I agree that this is a band aid, but it is also a huge performance regression compared to cairo 1.8 for 16bit depth devices.
(In reply to comment #6)
> Well, the easiest is to paint in a loop and measure the time to draw the image
> thousands of time.
Yes, whatever provides some objective performance metric (total time, frames per second, ...) should be good enough for this purpose.
> But as we will move work from Cairo to the Xserver this kind of benchmark will
> be a bit single sided. With cairo 1.10 _draw_image_surface shows up at the top
> of the profiler (opreport -l), with cairo 1.8 cairo and pixman are pretty low
> in the profile.
There are actually three components interacting here: the application (cairo), linux kernel (copy_to_user/copy_from_user functions resulting from the use of XPutImage), and X server (pixman), so all of them need to be watched when profiling. And oprofile is best used when configured as 'opcontrol --separate=kernel'. This way it shows performance statistics split per process, and also shows which processes cause extra cpu usage in the kernel. Large logs are not needed, I think just a few top functions (including kernel ones) from both your test application and X server processes should be enough.
My guess is that your patch is going to be heavier on copy_to_user/copy_from_user work done by the kernel (due to transferring 32bpp data instead of 16bpp), that's why I don't quite like this solution.
Created attachment 40268 [details]
Modified test application to print elapsed time
Updated test to call cairo_paint in a for loop and count the time with GTimer.
Here some results from the device in idle state.
cairo 1.10 + patch
138.086 secs elapsed for 10000 frames
138.191 secs elapsed for 10000 frames
138.39 secs elapsed for 10000 frames
cairo 1.10 stock
298.493 secs elapsed for 10000 frames
294.55 secs elapsed for 10000 frames
296.442 secs elapsed for 10000 frames
Created attachment 40286 [details] [review]
a test patch which uses pixman for conversion
A quick and dirty patch to use pixman for conversion. This is still not a very good solution, because a temporary image has to be created.
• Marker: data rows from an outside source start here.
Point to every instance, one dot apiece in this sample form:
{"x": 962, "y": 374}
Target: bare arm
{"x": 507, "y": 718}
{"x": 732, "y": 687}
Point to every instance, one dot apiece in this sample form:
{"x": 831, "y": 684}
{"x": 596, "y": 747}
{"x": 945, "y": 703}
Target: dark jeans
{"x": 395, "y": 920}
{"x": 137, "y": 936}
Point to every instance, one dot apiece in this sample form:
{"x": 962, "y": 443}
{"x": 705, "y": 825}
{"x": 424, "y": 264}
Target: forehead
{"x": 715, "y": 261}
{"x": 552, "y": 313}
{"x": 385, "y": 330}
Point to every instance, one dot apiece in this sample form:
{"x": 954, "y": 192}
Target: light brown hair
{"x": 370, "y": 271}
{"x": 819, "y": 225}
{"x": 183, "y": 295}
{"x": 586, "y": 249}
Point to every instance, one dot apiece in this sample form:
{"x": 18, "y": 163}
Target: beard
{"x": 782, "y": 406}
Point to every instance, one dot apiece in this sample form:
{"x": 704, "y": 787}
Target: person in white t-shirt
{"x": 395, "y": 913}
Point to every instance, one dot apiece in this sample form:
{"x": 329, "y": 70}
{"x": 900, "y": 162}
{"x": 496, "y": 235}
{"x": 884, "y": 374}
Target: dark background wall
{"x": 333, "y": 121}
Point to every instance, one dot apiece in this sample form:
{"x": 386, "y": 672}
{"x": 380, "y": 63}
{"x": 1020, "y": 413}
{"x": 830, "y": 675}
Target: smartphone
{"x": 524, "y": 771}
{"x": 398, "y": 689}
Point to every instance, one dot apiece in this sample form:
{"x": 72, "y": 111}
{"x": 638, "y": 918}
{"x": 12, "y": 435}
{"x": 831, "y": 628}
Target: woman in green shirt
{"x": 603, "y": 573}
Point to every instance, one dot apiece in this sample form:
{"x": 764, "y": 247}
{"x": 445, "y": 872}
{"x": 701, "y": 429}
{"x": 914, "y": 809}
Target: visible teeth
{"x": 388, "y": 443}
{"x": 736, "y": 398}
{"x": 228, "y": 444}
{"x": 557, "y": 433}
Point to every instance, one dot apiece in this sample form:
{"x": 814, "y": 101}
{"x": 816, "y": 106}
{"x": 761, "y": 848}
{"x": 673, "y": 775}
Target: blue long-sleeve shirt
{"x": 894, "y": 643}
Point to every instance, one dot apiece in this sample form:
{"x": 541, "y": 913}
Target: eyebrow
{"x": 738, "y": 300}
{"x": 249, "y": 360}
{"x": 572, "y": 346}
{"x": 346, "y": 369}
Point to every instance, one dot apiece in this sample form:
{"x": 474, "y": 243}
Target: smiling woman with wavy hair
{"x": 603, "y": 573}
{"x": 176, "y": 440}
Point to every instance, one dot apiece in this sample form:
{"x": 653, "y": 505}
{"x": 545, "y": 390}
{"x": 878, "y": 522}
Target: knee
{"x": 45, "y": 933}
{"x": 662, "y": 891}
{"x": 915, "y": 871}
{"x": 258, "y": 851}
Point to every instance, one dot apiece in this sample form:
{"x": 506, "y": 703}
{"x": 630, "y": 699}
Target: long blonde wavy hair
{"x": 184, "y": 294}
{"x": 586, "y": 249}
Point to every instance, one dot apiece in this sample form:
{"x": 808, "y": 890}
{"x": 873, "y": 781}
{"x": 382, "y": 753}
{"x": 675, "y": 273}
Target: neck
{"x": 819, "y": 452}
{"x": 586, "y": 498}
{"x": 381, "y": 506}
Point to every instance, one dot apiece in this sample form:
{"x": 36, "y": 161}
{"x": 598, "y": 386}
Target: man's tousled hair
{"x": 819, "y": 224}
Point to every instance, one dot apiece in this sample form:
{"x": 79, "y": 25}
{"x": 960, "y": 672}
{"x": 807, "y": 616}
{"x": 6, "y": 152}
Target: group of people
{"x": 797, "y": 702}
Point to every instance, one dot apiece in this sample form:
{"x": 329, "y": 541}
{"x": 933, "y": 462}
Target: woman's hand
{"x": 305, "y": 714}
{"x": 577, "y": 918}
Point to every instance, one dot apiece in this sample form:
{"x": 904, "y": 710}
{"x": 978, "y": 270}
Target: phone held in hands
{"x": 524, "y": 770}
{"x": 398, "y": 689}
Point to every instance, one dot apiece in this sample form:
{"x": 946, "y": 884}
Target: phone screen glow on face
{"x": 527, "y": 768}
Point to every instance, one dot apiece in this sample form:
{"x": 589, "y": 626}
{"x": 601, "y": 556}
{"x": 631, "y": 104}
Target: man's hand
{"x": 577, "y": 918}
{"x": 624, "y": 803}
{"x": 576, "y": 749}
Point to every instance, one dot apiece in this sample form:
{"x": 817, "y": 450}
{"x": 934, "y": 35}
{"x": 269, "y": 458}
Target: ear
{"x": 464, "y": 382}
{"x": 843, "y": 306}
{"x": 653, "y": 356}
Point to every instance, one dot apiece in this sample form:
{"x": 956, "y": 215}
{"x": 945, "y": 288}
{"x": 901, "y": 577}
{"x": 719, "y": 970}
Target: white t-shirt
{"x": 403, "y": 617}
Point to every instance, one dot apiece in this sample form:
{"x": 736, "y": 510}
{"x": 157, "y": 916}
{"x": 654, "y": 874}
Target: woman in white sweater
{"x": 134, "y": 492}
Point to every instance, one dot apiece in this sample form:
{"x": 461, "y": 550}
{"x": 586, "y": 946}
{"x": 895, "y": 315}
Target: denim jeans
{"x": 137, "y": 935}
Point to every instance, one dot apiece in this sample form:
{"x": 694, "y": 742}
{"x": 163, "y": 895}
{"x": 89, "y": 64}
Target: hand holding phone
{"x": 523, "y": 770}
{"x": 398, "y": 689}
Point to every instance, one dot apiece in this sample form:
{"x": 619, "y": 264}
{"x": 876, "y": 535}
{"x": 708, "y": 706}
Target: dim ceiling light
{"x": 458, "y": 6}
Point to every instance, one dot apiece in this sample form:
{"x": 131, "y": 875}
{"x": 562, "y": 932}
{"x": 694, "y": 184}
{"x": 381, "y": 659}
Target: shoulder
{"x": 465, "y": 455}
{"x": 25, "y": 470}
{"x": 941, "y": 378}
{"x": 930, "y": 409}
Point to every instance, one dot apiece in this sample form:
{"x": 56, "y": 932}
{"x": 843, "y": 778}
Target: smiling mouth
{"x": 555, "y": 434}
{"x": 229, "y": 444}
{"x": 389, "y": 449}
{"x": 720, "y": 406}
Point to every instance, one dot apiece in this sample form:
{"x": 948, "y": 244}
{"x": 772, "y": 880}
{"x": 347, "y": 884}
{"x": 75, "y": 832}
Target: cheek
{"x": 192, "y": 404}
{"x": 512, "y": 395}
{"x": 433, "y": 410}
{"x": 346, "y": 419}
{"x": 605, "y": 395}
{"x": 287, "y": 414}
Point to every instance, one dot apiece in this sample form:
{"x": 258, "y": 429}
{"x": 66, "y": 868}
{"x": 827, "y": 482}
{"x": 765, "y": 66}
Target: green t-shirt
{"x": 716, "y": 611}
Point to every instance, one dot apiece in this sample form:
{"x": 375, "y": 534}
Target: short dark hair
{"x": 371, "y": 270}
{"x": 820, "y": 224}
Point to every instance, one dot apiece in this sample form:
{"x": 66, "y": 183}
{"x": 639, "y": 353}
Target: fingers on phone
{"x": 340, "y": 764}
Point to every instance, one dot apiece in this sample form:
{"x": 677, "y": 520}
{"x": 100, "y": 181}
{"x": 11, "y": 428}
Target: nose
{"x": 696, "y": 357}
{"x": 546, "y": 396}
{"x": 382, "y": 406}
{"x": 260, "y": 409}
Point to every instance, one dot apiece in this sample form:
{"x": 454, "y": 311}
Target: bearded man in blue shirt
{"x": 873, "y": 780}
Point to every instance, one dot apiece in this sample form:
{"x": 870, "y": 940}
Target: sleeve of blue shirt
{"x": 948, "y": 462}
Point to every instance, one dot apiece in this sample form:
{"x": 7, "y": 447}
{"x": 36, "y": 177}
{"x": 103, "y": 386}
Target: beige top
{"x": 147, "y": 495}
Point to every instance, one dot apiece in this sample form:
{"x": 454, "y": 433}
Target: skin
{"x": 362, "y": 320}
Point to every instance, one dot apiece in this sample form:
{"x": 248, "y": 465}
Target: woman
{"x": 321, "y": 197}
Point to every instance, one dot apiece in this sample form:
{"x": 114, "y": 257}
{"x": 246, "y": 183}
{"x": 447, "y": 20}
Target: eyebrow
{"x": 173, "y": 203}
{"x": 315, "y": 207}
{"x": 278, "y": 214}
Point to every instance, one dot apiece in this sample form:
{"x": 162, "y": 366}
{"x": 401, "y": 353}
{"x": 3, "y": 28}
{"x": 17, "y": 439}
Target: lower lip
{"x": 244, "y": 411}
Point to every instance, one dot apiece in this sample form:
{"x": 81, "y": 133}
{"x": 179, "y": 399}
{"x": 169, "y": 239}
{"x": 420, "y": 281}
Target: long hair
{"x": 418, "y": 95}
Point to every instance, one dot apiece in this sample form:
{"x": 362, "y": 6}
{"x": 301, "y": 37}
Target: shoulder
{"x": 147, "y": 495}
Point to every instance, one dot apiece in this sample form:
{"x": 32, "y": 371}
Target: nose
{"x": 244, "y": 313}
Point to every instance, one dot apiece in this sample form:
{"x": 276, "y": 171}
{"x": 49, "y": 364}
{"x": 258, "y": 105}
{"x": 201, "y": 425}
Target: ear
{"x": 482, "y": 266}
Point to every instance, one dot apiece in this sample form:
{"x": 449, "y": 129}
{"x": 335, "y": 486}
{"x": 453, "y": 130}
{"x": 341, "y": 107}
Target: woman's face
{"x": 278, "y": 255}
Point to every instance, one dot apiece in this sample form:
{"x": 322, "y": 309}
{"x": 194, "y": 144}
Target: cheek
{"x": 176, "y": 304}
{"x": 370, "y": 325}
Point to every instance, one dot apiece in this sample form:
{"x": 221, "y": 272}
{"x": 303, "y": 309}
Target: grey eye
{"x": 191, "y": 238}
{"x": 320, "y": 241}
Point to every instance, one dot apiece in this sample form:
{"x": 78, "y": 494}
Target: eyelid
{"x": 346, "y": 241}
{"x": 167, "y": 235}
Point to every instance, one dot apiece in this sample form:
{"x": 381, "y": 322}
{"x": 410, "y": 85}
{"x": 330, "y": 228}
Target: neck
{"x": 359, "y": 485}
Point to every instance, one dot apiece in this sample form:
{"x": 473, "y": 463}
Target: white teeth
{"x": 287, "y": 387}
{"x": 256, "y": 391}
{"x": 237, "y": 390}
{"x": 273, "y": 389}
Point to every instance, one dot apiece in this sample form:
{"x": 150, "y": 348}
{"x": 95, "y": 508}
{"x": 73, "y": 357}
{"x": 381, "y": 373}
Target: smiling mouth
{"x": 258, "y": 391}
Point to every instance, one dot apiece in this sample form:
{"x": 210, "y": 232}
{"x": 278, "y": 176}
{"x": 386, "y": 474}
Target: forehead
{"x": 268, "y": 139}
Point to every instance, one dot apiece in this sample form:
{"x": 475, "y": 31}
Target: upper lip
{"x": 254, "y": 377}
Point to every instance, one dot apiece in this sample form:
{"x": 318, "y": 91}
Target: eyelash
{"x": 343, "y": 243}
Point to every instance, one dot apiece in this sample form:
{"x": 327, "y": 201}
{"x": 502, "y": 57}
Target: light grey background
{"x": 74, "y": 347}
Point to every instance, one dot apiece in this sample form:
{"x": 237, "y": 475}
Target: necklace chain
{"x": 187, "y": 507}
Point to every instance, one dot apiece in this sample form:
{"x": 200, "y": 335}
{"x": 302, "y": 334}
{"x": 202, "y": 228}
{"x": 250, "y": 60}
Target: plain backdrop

It would be better if xlib/xcb could do optimized x8r8g8b8->r5g6b5 conversion on-the-fly when sending pixel data over the wire without using (large) intermediate buffers. But the best solution is of course to use CAIRO_FORMAT_RGB16_565 by the applications themselves.
Benchmark from ARM Cortex-A9
cairo-test-16bpp - a variant which uses CAIRO_FORMAT_RGB16_565
== original ==
54.2176 secs elapsed for 10000 frames
2.48166 secs elapsed for 10000 frames
== Holger's patch ==
9.53522 secs elapsed for 10000 frames
2.38052 secs elapsed for 10000 frames
== pixman conversion patch ==
5.37653 secs elapsed for 10000 frames
2.39496 secs elapsed for 10000 frames
Could you please run some more tests with these patch variants on your device? To me it looks like doing x8r8g8b8->r5g6b5 conversion using pixman inside of cairo works better even though it has to create a temporary image.
Just to make it clear. I simply would like to make sure that whatever solution we select, is going to be fast on all types of ARM devices. And if pixman conversion does not work fast enough on PXA270 (proven by benchmarks), then something could be tried for it too.
This is quite a bad performance issue for 16bpp desktop color depth, so it would be nice to get it fixed in cairo git master really soon. Thanks a lot for finding it. Please keep reporting bugs if you find anything else.
Siarhei, _cairo_xlib_surface_draw_image() now behaves in a very similar fashion to what you outlined. I think this is as good as cairo itself can perform and I doubt that xlib/xcb will be extended to perform the transformation inline, so I consider this bug to be closed. The residual issue of continuing to improve pixman I leave in your capable hands ;-)
Holger, thank you for the bug report.